松代には「松代一心講」という木曽御嶽講がある。しかし、現在では講員も少なくなり、松代町道島のA先達を中心として、安茂里御嶽講と更埴市の生萱(いきがや)御嶽講との合同で木曽御嶽登拝をおこなっている。松代では一心講とは別に東条と清須町に御嶽講があって、それぞれ先達がいた。東条で御嶽講の祭りをするときには、清須町の講員が招待を受け、逆に清須町で講の祭りをするときには東条を招待した。こうした御嶽講のあいだでの交流があった。ただ、東条、清須町ともに先達が亡くなってから自然と消滅してしまったという。
更埴市の生萓御嶽講は一五〇年つづいている講だといわれ、御嶽登拝三〇回を超える大世話人(講元)を中心に講をまとめており、三つの講の中心的役割をになっている。生萱では毎年十月に御嶽講の祭りを執行している。
松代一心講は中町に世話人がいた。かつては毎月、掛金をして登拝費用を積み立てて、代表者が交代で登拝するという代参講だったという。三〇年ほど前に講元がいなくなってからは、講の形も崩れてきて、希望者だけがその年ごとに費用を納めて登拝をするだけになった。したがって登拝以外の在地の講活動は現在ではおこなわれていない。

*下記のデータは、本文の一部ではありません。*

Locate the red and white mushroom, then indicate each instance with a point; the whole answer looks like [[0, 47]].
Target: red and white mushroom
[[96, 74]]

安茂里も同様で、久保寺(安茂里)では山中の葭水(よしみず)という地籍に三笠山神社や木曽御嶽の石碑があって、信者らが御嶽講の活動をしていたといわれるが消滅してしまった。戦前までは、久保寺に村山(須坂市)の方から先達が来て、お布施として米などを納めていた。また地区にも「行者さん」とよばれる人がいて、木曽御嶽にもときどき行っていたという。戦後、御嶽講がなくなってしばらく過ぎた昭和五十四年(一九七九)に、安茂里のC氏が自家の地鎮祭を松代のA先達に依頼したのがきっかけで、C氏が登拝希望者を集めて安茂里御嶽講を組織した。安茂里で定期的に集まることはなく、生萱、松代の講とともに御嶽登拝にいく講である。
この三講社合同の御嶽登拝は、毎年七月に出かける。平成六年(一九九四)は七月二十七、二十八日であった。松代は七人、安茂里が五人、そして生萱から三人の参加があった。生萓の参加が少ないが、このときは生萓の祭りと日程が重なったためで、通常は一番多いという。平成五年の参加者は二七人であった。参加者が多かったときはバス二台で八〇人ほどで行ったが、近年ではだいぶ少なくなって二〇人前後であるという。先達は松代のA先達であるが、事務的なまとめ役は生萱の人が担当している。さまざまの諸経費と参加者の人数から一人あたりの参加費を算出するので、少ないと割高になる。費用が余ったときには生萱の木曽御嶽分社に寄付する。
初日は夕方六時にバスが生萱の講員を乗せて出発し、途中で松代、安茂里の講員を乗車させて木曽御嶽に向かう。木曽では王滝口から入り、夜一二時ごろには木曽御嶽の七合目の田ノ原に到着する。そこからすぐに登りはじめる。足に自信のない人は田ノ原で待っている。王滝口頂上で御来光を拝み、剣ヶ峰頂上で祈願してから、もとの田ノ原に下山する。それから少し休憩してからバスで帰路につく。車中一泊の行程である。